The court in Coombes v. Getz, 217 Cal. 320, 333, 18 P.2d 939, 945, stated: “The term ‘created by law,’ as used in section 359 of the Code of Civil Procedure, has a somewhat restricted meaning. In one sense every liability giving rise to a cause of action may be said to be a creature of the law. Whitten v. Dabney, 171 Cal. 621, 628, 154 P. 312. But, in the sense in which the term is used in said Code section, it is confined and restricted to a liability which exists by virtue of an express statute, and it does not include nor extend to actions arising under the common law. Whitten v. Dabney, supra; Brinckerhoff v. Bostwick, 99 N.Y. 185, 1 N.E. 663.”

In Fletcher's Cyclopedia Corporations, volume 3, section 1024, page 421, we find the liability of directors discussed as follows: “If acts are expressly prohibited by the charter or a statute, but liability for violation thereof is not imposed on corporate officers by the charter or statute, the doing of such an act does not make the officers personally liable merely because the act is a violation of the charter or a statute. So far as liability of directors to the corporation is concerned, it has been said that the liability ‘for damages caused by unauthorized acts rests upon the common–law rule which renders every agent liable who violates his authority to the damage of his principal. A statutory prohibition is material under these circumstances merely as indicating an express restriction placed upon the powers delegated to the directors when the corporation was formed’. Moreover, an officer of a corporation is not liable to the corporation for damages merely because he violates a statute, but it must be shown that he was acting as agent of the corporation in so doing.”

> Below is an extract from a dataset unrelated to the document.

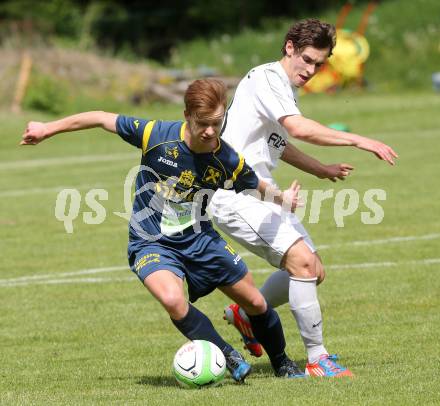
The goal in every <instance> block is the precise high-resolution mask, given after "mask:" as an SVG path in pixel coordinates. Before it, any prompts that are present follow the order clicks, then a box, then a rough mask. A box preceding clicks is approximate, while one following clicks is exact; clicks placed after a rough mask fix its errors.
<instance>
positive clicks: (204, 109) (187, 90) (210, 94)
mask: <svg viewBox="0 0 440 406" xmlns="http://www.w3.org/2000/svg"><path fill="white" fill-rule="evenodd" d="M226 91H227V89H226V86H225V84H224V83H223V82H222V81H220V80H217V79H197V80H195V81H194V82H192V83H191V84H190V85H189V86H188V89H187V90H186V92H185V96H184V102H185V113H186V114H188V115H190V116H191V115H196V116H204V115H209V114H210V113H212V112H214V111H216V110H217V109H218V107H219V106H223V107H224V108H225V109H226V103H227V96H226Z"/></svg>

While the statute involved in this action prohibited some of the loans made by defendants, no statute places on them the duty of making good to the corporation any losses resulting from those loans. That obligation rests upon the duty imposed on an agent by the common law. It is therefore clear that this alleged liability is governed by the statute of limitations as set forth in subdivision 1 of section 339 of the Code of Civil Procedure, to–wit, a period of two years, and the demurrer of defendant Rairdon was properly sustained.

The judgment is therefore affirmed.

MORTON, Justice pro tem.

MARKS, Acting P. J., and GRIFFIN, J., concurred.